Per i più ottimisti le elezioni del prossimo presidente della Federcalcio avrebbero dovuto somigliare alle primarie del 2012 tra Renzi e Bersani, quelle che sancirono il candidato premier del centrosinistra premiando il Pigi emiliano. Già pronti da settimane i paragoni roboanti in vista dell’11 agosto: il rottamatore Demetrio Albertini, 43 anni, contro l’uomo della “ditta” Carlo Tavecchio, 71 primavere. In realtà sarà un plebiscito dai risultati nettamente più rotondi delle primarie Pd. Stando agli accordi degli ultimi giorni Tavecchio avrebbe in tasca il 70% delle preferenze, ben oltre il 51 richiesto. A lui i voti di Lega Dilettanti, Lega Pro, Serie B e un’ampia fetta di serie A. Percentuali bulgare, tutto l’establishment o quasi. Un vantaggio schiacciante che ha il sapore di una vittoria certa, con buona pace di chi chiedeva tabula rasa dopo la disfatta azzurra in Brasile. Il sogno dell’ex centrocampista alla poltrona Figc dura il tempo di un volo pindarico, scaricato senza formalità dalle categorie che contano nel palazzo del calcio. Quello che Xavier Jacobelli definisce «l’inciucio dei Gattopardi».
Albertini-Tavecchio sarebbe stata una sfida generazionale e politica. Ventotto anni di differenza anagrafica, percorsi opposti. L’ex calciatore reinventato dirigente contro l’eterno ed esperto manager di scuola diccì, la rottura degli schemi contro la continuità. Un candidato che non è espressione di alcuna componente versus l’uomo d’apparato che da quindici anni governa la Lega Nazionale Dilettanti: 1,3 milioni di calciatori tesserati, 15mila società, 70mila squadre e un giro d’affari di 1,5 miliardi di euro. Eppure Demetrio non si è scomposto al momento della discesa in campo: «Voglio essere regista di un cambio, non sono un politico, sento la responsabilità verso chi mi ha proposto di metterci la faccia». A convincerlo i messaggi e le chiamate dal mondo del calcio, le pressioni dagli addetti ai lavori, gli attestati di stima della gente. Un fronte trasversale comprendente opinione pubblica e “società civile” che non voleva il candidato unico Tavecchio. Dal sindacato calciatori all’Assoallenatori fino ad Andrea Agnelli, lo sponsor più pesante (rimasto l’unico). Con Albertini marciano unite Juventus e Roma, mentre le altre società hanno deciso di convergere sul favorito. Barbara Berlusconi ad esempio avrebbe optato per il quarantenne, ma in casa Milan le decisioni di politica sportiva le prende Galliani, sostenitore di Tavecchio.

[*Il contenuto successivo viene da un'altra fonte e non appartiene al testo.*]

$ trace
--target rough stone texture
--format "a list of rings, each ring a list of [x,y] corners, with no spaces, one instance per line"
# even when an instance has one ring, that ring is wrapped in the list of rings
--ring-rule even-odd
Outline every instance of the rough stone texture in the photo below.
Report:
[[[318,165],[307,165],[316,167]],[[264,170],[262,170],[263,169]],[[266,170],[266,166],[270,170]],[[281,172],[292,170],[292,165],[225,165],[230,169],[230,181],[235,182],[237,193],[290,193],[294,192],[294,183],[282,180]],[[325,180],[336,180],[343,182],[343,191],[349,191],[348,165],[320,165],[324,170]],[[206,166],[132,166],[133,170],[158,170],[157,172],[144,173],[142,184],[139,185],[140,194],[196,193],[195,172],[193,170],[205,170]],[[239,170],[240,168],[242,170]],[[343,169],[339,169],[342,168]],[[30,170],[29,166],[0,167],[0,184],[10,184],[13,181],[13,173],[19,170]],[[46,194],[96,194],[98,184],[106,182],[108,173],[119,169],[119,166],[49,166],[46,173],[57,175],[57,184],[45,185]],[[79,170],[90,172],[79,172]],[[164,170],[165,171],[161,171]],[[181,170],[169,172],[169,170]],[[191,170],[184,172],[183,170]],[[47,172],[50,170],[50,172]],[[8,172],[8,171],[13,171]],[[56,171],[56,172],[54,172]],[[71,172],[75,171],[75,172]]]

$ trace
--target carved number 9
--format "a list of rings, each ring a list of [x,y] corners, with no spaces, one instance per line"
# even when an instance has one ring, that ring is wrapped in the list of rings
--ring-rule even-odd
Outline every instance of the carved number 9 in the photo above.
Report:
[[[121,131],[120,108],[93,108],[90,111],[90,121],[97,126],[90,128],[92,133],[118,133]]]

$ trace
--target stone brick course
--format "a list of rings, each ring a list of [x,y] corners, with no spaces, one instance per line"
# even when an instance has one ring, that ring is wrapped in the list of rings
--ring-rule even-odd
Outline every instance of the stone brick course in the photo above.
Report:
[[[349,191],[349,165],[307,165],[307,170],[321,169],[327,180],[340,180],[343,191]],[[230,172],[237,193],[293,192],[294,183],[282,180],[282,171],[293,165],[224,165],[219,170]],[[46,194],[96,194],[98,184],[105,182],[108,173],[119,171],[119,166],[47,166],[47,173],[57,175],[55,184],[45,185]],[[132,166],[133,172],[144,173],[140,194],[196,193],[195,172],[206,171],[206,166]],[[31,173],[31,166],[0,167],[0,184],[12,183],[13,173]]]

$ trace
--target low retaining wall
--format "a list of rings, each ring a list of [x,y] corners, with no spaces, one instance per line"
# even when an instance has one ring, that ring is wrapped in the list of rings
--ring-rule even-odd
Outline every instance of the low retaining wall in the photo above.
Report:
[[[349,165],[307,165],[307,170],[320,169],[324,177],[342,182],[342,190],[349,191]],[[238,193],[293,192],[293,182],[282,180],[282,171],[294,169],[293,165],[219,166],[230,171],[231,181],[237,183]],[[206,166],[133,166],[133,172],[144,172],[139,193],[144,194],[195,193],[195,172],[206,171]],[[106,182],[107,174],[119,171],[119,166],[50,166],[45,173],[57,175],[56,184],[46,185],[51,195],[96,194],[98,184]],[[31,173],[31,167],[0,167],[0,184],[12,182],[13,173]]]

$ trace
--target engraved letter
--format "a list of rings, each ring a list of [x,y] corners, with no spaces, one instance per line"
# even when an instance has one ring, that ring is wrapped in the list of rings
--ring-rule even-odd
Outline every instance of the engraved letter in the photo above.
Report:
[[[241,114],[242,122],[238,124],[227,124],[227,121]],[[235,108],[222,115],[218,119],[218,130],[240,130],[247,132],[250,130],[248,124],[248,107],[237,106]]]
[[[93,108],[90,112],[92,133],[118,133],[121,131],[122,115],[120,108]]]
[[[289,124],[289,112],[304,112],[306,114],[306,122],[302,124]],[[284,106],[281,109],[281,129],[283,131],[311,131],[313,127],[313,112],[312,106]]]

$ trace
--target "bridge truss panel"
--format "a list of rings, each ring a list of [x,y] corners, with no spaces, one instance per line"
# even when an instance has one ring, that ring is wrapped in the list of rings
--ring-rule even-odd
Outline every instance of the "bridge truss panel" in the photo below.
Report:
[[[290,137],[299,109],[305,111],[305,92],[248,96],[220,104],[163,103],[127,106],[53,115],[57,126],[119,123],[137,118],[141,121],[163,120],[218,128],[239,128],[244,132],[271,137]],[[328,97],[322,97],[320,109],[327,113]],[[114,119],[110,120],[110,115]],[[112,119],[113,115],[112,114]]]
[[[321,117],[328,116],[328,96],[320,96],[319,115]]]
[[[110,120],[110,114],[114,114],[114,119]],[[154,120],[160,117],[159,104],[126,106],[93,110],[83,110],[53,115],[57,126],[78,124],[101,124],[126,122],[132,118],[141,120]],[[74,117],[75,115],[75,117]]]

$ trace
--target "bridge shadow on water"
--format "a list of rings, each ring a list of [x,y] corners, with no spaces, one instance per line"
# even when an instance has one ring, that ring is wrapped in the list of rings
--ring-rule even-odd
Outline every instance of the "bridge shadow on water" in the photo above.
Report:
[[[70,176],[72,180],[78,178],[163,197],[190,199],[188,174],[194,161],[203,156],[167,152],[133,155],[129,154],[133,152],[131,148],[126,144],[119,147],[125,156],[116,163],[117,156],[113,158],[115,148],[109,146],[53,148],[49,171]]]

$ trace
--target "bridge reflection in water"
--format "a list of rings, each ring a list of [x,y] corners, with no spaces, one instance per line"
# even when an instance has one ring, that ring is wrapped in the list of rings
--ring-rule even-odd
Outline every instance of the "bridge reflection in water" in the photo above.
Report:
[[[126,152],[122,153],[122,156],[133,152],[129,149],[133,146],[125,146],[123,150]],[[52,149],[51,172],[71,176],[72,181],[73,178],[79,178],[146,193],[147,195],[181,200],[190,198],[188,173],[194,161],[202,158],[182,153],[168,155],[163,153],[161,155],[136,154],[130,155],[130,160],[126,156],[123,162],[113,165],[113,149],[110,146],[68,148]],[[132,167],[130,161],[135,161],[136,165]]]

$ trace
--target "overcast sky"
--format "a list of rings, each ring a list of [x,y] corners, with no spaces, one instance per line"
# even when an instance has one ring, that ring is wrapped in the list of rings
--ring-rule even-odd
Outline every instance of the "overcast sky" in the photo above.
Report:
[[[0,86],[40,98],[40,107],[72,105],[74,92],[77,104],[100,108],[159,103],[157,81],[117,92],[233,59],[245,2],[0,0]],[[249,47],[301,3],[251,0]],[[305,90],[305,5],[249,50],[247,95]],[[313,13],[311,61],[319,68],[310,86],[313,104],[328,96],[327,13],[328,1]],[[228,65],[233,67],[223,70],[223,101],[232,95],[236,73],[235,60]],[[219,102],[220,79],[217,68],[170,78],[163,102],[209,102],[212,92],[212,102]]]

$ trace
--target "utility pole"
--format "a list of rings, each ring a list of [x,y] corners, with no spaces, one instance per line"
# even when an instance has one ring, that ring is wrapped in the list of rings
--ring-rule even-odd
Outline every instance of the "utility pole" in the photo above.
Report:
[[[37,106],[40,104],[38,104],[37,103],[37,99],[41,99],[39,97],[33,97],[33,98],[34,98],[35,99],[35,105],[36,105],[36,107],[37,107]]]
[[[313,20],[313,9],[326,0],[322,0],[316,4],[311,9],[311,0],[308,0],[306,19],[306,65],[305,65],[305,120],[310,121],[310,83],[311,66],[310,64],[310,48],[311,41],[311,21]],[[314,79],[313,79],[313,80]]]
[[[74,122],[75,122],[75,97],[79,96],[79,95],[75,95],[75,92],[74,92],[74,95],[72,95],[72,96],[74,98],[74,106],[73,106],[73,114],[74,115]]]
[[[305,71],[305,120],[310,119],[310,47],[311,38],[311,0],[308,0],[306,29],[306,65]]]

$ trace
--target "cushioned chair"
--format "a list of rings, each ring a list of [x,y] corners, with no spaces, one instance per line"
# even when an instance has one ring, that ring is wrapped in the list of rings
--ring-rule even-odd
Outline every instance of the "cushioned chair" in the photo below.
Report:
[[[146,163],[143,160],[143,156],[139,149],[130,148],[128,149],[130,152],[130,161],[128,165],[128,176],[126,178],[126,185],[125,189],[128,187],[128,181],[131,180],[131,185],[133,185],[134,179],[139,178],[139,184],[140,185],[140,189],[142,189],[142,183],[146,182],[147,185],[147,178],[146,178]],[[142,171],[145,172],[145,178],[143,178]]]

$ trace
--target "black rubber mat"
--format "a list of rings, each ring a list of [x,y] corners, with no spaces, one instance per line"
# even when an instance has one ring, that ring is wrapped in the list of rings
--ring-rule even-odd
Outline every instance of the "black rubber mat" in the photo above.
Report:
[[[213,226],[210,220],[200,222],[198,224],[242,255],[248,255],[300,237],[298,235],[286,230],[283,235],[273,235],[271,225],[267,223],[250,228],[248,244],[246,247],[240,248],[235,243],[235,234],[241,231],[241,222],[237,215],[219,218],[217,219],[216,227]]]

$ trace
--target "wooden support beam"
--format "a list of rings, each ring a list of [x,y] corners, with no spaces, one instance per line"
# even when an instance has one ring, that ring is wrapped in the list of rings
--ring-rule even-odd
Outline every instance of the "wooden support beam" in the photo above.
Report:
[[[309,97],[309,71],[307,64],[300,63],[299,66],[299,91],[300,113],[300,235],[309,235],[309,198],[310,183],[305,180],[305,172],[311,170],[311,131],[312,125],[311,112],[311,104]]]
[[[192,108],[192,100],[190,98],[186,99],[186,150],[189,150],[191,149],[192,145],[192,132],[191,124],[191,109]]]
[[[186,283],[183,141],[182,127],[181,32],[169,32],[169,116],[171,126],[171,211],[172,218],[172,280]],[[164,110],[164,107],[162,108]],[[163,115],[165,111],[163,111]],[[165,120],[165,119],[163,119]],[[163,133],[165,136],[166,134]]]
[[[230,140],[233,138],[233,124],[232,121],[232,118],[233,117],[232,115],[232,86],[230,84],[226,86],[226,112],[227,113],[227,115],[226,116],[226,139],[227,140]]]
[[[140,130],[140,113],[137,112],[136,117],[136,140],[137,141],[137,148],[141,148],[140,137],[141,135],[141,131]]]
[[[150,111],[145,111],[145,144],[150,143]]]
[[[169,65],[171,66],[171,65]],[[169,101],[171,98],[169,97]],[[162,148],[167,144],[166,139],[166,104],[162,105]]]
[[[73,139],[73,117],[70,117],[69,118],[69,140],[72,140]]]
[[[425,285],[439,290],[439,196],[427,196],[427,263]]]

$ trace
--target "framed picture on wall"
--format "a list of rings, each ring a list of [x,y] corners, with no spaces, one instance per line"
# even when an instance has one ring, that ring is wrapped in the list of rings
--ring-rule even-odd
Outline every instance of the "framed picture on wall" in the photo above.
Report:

(Claudio Villa/Getty Images)
Rottamatore, ma con giudizio. Nella “guerra lampo” lanciata da Tavecchio per raccogliere le preferenze, Albertini ha pesato i passi da fare e le parole da scandire. Ha provato a capire se ci fosse una quota minima di consenso trasversale da cui partire senza esporsi a figuracce. Ha studiato la sostenibilità del progetto di rinnovamento del Palazzo, tanto ambizioso quanto difficile da realizzare in una selva di schemi consolidati e veti incrociati di una Federazione difficile da imbrigliare. L’enfant prodige della Figc ha valutato pure le prime bordate sotterranee arrivate a margine della candidatura: «Per alcuni sono solo un calciatore…». Il passato non si dimentica: quasi 400 presenze tra Milan e Nazionale, oltre alle maglie di Lazio, Atalanta, Padova, Atletico Madrid e Barcellona. Vent’anni a correre dietro il pallone, otto e chissà quanti ancora seduto alla scrivania. «Il mio percorso è stato da calciatore ma un terzo della carriera l’ho fatto con giacca e cravatta».
L’Albertini dirigente è stato vicecommissario straordinario della Figc, presidente del Club Italia e dal 2007 vicepresidente della Federcalcio, con annesso ruolo di capodelegazione della Nazionale Italiana. Numero due di Abete, in prima linea nella buona e nella cattiva sorte. Scorie del post-calciopoli comprese. Alla vigilia dei mondiali brasiliani ha annunciato le sue dimissioni, partendo comunque alla volta del Sudamerica dove la figuraccia ha travolto pure lui. I motivi dell’addio? Veti incrociati e immobilismo che gli hanno reso impossibile lavorare come avrebbe voluto. Quegli stessi ostacoli sono tornati a turbargli il sonno prima di decidere di candidarsi ufficialmente alla Federcalcio. Settimane di melina e tentennamenti. Bisognava coagulare un buon numero di consensi ma, cosa più importante, l’ex centrocampista temeva di rimanere imbrigliato nei medesimi meccanismi che ha imparato a conoscere dall’interno. A maggior ragione adesso che il mandato del prossimo presidente Figc dovrebbe essere quello delle grandi riforme. Il tutto in un panorama dove regnano il diritto di veto e la frammentazione del consiglio federale.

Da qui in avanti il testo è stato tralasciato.